Tuesday, July 18, 2006

UK Big Four Audit Firms Pass Inspection

The UK regulator of public company audits has completed inspections of the Big Four audit firms and found no systemic weaknesses in their overall quality control systems. However, improvement is needed in the extent to which the overriding importance of audit quality is reflected in the firms’ human resources processes. The Professional Oversight Board also conducted inspections of what are sometimes called the Following Five audit firms and found a similar need for improvement. But generally, the Board found that audits had been conducted to a high or acceptable standard. The Big Four firms have a dominant share in the audit of larger UK companies, auditing 97 percent of the FTSE 250.


Unlike the PCAOB, the POB does not make public the inspection reports for individual audit firms, although it is currently considering whether to go the PCAOB route and conduct public inspections of audit firms. But the Board did note that it cooperated with the PCAOB on at least one firm audit inspection.
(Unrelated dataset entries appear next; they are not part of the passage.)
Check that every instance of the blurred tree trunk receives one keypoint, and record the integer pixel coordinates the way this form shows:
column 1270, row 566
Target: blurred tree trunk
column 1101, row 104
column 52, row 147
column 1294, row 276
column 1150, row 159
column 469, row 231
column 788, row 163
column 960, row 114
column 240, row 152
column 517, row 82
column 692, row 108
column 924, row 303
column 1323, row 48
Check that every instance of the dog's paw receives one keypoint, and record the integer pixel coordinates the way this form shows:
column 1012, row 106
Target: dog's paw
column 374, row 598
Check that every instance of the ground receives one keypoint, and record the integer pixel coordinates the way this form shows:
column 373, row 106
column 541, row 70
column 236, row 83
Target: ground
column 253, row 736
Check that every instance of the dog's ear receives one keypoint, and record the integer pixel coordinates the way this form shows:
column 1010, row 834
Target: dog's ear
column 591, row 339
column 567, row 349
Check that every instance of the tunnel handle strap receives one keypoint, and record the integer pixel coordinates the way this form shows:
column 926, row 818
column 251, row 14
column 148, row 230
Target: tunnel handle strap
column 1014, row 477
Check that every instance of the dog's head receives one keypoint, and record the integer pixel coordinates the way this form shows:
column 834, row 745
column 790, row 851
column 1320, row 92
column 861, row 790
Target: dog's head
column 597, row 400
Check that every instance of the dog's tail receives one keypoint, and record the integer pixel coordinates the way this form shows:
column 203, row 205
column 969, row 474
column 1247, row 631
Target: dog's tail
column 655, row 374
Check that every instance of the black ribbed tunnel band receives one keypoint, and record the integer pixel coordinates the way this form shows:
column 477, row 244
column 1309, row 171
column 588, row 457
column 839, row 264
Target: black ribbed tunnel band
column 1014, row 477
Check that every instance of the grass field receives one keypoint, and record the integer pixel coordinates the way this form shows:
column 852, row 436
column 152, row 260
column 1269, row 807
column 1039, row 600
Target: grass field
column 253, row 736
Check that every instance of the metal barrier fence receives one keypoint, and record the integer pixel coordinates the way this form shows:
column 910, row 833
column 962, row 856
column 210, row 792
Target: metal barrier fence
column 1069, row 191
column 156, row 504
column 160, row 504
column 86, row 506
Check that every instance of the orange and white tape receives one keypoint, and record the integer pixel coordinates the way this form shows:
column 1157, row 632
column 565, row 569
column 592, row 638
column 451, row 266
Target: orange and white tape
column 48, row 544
At this time, the Board is inclined to take the intermediate step of naming in its annual report any audit firms that have failed to cooperate with the Board’s inspection process. This ``naming and shaming’’ approach would give audit firms the opportunity to address the Board’s concerns in private reports, but with the prospect of public disclosure of the nature of the weaknesses that the Board has identified when the opportunity for improvement is not taken.

The Board feels strongly that a written report to the audit committee is a key element of audit quality; and was happy to report that the quality of reporting is receiving a high level of attention at all the firms.That said, the Board did identify some areas for improvement, including communicating audit planning information to the audit committee.